Comparing diagnostic accuracy using any qualifying code showed improved sensitivity (77.12% vs. 32.16%) and NPV (98.31% vs. 90.33%), but worse PPV (34.04% vs. 63.10%) and specificity (89.89% vs. 97.12%) [3]. These mixed results of the diagnostic accuracy measures may reflect the increased amount of secondary codes indicating underlying CKD causes.

Generally speaking, ICD-10 coding appears to have some accuracy improvement over ICD-9. Given the similarity between ICD-9 and ICD-10 coding, it is likely that this improvement is derived from clinical practices. Increased reliance on electronic health records (EHR) and physicians becoming more facile with current technologies, as hospital administrators and staff implement policies to comply with EHR mandates. EHR implementation has been criticized for disrupting workflow and increasing workload, although positive effects of increased data collection has been seen over time [31]. Improved diagnostic accuracy of ICD codes may be a result of this changing paradigm.

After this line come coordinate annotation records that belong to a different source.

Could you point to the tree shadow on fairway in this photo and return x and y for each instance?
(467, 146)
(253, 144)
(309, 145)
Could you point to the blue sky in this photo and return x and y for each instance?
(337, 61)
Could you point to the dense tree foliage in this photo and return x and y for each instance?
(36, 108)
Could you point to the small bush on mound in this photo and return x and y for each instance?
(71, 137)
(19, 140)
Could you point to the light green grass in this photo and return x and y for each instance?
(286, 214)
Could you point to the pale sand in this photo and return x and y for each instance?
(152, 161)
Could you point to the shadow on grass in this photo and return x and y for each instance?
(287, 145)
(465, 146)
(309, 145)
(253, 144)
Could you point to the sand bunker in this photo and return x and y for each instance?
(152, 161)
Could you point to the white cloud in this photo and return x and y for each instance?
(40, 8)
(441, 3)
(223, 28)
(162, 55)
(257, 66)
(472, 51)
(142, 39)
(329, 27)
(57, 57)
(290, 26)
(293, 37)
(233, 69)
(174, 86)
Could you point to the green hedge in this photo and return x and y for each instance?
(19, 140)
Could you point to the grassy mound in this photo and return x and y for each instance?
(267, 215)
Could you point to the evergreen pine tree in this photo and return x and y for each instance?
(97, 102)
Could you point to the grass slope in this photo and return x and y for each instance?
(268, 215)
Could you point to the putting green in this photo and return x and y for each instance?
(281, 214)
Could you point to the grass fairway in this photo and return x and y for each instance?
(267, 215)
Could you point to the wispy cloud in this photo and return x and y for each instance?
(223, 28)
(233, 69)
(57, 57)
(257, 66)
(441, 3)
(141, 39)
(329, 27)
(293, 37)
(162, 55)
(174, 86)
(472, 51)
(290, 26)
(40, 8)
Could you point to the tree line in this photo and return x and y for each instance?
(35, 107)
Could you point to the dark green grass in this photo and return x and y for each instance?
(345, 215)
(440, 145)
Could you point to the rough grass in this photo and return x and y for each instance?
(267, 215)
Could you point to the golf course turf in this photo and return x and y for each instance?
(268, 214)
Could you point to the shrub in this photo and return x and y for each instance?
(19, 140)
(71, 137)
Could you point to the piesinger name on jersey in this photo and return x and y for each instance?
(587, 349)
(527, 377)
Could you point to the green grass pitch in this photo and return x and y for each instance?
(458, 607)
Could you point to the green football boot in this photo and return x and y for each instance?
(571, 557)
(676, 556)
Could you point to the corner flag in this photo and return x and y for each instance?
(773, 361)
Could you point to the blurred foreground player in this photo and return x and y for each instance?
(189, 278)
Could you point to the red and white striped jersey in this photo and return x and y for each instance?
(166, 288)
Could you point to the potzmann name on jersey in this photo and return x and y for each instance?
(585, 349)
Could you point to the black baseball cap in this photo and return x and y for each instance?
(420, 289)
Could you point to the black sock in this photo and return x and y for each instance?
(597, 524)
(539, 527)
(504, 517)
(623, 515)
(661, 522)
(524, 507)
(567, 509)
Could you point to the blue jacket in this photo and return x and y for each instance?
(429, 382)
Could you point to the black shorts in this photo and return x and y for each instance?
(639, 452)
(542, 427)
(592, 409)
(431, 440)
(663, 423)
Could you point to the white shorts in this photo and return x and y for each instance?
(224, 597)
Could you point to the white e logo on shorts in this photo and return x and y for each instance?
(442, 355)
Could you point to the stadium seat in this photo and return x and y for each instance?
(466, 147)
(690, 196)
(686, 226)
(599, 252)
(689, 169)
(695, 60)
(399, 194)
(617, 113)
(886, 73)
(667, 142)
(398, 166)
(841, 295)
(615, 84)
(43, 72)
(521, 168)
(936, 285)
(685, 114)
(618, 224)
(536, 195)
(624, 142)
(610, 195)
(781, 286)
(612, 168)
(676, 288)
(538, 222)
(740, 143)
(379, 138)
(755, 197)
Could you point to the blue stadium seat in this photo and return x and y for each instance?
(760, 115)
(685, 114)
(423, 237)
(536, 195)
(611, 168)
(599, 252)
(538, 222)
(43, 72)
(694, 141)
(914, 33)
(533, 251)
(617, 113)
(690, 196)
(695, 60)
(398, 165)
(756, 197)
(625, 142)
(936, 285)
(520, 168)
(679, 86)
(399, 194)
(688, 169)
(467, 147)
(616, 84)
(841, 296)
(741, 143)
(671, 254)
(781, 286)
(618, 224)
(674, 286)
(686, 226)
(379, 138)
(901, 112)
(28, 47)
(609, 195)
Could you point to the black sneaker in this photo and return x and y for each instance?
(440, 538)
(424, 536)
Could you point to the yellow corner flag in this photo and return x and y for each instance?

This study has limitations, largely related to the nature of claims data. Chief among them is the lack of racial data. While this demographic variable is not present in the formulation of eGFR used here, racial disparities are commonplace in medicine, and these results may be subject to this phenomenon [16]. Additionally, these data are derived from privately insured patients in the United states and may not be reflective of patient experiences or caregiver practices with respect to ICD coding in other countries.

Conclusion

The study presented here has utilized claims data from patients followed from 2016 to 2021, and it demonstrates that coding accuracy has not improved substantially since adoption of the ICD-10 coding standards in the context of CKD. There remains a gulf between clinically derived diagnostic procedures and attempts at ICD-based diagnosis. Consequentially, clinical markers remain the only viable tool for identifying CKD patients, rapidly progressing or otherwise. Future work may include attempts to utilize multiple codes in concert to increase diagnostic accuracy.